Yearly TV Licence? ...Really?

Steve bboyminn at yahoo.com
Fri Jul 25 18:05:37 UTC 2008


---  "Mary Ann" <macloudt at ...> wrote:
> 
> ... 
> 
> Steve:
>  
> > I just strikes me more as a system that consumes money 
> > rather than a system that collects money with some 
> > assurance that the money actually goes to the necessary
> > cause.
> 
> Mary Ann:
> 
> Out of curiousity, what exactly do you mean by 
> "the necessary cause"?
> 
> ...

bboyminn:

Excellent response and very enlightening.

What I mean by 'the necessary cause' is actual TV programs of
all sorts. 

How much of the money collected goes to bureaucratic excess 
and excess Bureaucracy, and how much actually produces something
of value.

By way of illustration, there are more people working in the
US Dept of Agriculture than there are farmers. 

Or, why does the USA government collect money from the State
only to turn around and dole it back to them.

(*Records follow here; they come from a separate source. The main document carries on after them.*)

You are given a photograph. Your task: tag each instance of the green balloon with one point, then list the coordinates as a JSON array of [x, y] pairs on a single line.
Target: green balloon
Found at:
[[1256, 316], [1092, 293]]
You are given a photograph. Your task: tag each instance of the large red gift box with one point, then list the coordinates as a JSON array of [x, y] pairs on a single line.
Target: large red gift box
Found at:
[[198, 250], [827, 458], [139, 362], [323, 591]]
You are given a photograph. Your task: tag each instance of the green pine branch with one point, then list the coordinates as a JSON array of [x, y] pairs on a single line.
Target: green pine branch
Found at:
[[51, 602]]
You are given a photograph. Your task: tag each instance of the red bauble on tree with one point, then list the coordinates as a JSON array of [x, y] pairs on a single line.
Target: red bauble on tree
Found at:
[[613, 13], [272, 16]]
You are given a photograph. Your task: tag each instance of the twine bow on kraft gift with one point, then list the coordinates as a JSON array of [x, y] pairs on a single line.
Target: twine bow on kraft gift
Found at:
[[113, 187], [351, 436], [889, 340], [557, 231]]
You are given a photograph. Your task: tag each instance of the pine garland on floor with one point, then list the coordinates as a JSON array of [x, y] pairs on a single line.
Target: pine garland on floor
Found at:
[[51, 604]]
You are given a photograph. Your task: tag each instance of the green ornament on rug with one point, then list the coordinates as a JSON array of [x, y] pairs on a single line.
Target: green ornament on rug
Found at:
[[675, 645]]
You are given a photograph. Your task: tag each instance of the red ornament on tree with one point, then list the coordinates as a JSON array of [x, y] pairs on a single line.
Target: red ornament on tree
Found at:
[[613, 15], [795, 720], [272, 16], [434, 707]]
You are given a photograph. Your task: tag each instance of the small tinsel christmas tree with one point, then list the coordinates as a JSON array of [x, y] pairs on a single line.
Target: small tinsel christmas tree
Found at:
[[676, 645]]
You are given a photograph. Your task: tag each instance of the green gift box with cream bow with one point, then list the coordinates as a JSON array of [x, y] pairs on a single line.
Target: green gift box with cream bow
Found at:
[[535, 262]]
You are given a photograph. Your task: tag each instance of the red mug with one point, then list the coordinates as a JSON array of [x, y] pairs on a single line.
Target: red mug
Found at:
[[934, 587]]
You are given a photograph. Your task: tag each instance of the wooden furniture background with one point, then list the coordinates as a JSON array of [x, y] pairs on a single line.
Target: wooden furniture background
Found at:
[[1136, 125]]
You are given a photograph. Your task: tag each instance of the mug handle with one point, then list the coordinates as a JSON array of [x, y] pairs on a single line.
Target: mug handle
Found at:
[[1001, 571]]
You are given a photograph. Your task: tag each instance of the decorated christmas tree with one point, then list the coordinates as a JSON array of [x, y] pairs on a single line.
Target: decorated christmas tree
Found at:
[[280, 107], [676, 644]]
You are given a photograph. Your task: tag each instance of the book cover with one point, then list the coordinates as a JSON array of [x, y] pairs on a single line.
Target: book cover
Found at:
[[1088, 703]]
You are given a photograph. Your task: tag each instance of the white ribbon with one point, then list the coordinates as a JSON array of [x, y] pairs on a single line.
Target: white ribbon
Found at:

For every hand
the money passes through, the total value of that money
shrinks. Our governement spend millions, probably billions if
not trillions, simply taking money out of its left pocket and
putting it in its right.

Classic examples of both 'bureaucratic excess and excess 
Bureaucracy'.

Bureaucratic excess is simply wasteful spending. What do
we care if the ashtrays cost $600 or we are paying $50 for
a box of Oreo cookies; it's not our money?

Excess bureacracy is simply bloated middle management filled
with people who consume money but add no value to the system
in return for that money. 

Governments are famous for both these.

Sorry, got off on a bit of a rant there.